Today’s huge selection of drink choices is taking a toll on the sale of packaged carbonated beverages. In 2007, packaged carbonated drinks made up 25.4% of the U.S. beverage segment, but that figure dropped to 22.1% by 2012, according to Beverage Marketing Corp. (BMC).

“The category has been soft for a number of years, and our expectation is that it’s likely to continue over the next several years,” said Gary Hemphill, managing director of research for BMC, a New York City organization that provides consulting to the industry. “Consumers aren’t going to drink the same product all the time. “They may be buying a drink from your store, but it won’t necessarily be a carbonated beverage. It may be a sports drink, an energy drink or bottle of water. The marketplace has grown and expanded. There are many more products available.”

Healthy Offerings
Iven Sharrak owns 13 Detroit-area convenience stores that operate under different names. These days he gives more vault space to energy drinks and water, as he watches carbonated beverage sales slip. “The trend is toward energy drinks,” he said. Everybody’s buying them. People like the taste and they mix it with other beverages.

As for waning enthusiasm surrounding carbonated drinks, “it seems that people are more conscious about the sugar,” he said.
Historically, soft drinks have been marketed as “refreshment” with no mention of health benefits. Today shoppers want better-for-you options amid growing health concerns, and manufacturers have responded by offering products enhanced with vitamins, minerals and antioxidants.

“As people become more aware of what they consume from a health standpoint, they’ve migrated to products they believe to be healthier,” Hemphill said. “However, carbonated soft drinks are still the best-selling beverage category in the U.S. People drink more soft drinks than any other beverage.”

The development and diversification of non-carbonated packaged beverages isn’t expected to slow. “That’s where the growth is,” said David Portalatin, convenience store analyst for NPD Group, a global research organization. “With all the stuff going on with flavored and vitamin-enhanced water, the lift in the fourth quarter [2012] was in plain water.
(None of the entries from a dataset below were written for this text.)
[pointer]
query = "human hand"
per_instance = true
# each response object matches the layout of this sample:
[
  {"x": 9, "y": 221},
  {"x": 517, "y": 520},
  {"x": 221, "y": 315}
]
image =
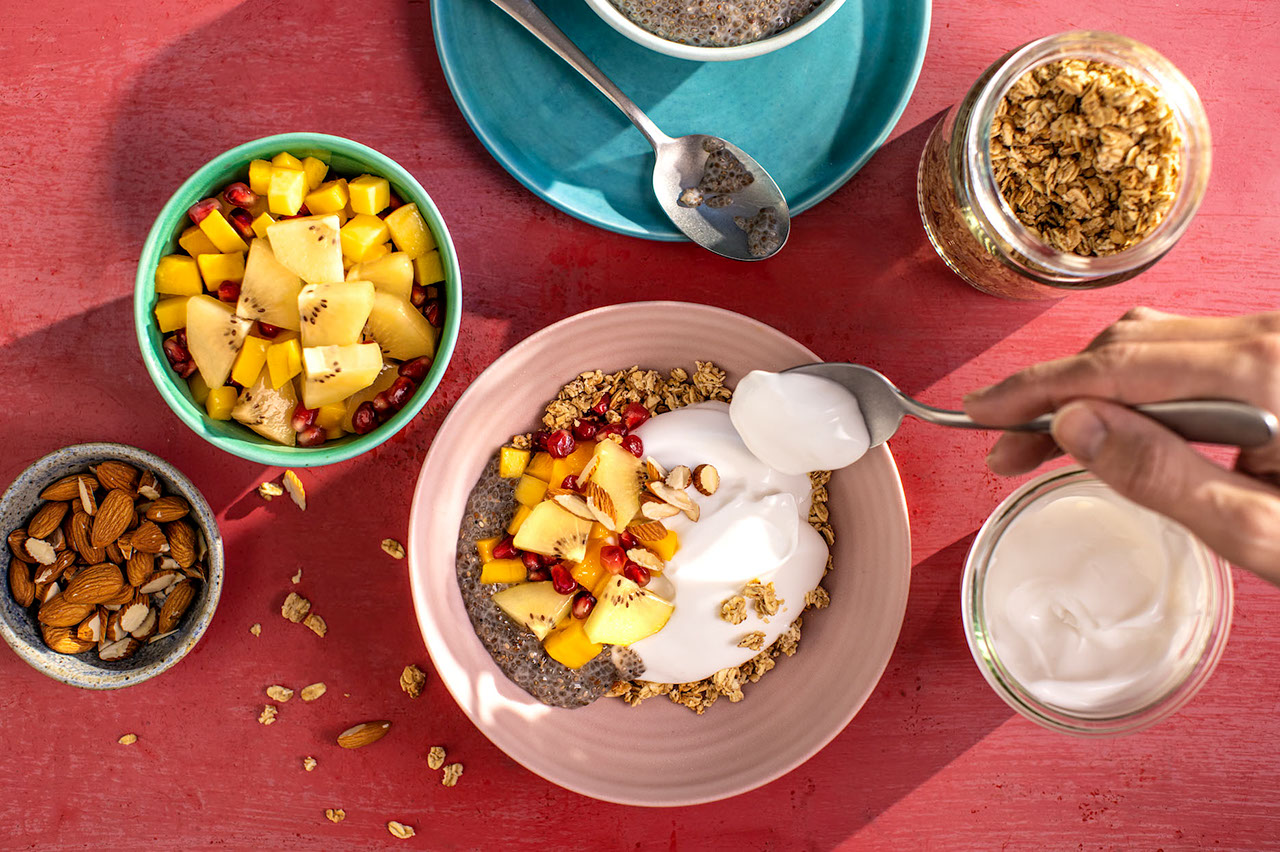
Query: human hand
[{"x": 1150, "y": 356}]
Not flavored, not enhanced; just water.”

Still Big in the Vault
At Plaid Pantry, the 100-plus store chain based in Beaverton, Ore., energy drink and packaged tea sales continue to flourish, but carbonated soft drinks remain important.

“They have fallen a little bit, but they are still a predominant area of the vault,” said Butch Fulton, merchandising manager for Plaid Pantry. “Five years ago they were about 65% of vault, but now it’s down to about 45%.”

Fulton believes in promoting the products as much as possible. “We are probably the promotion leader in the Northwest,” he said. “We run promotions all the time. We take every coupon the manufacturers bring out and put them in the stores so consumers can take advantage of them.”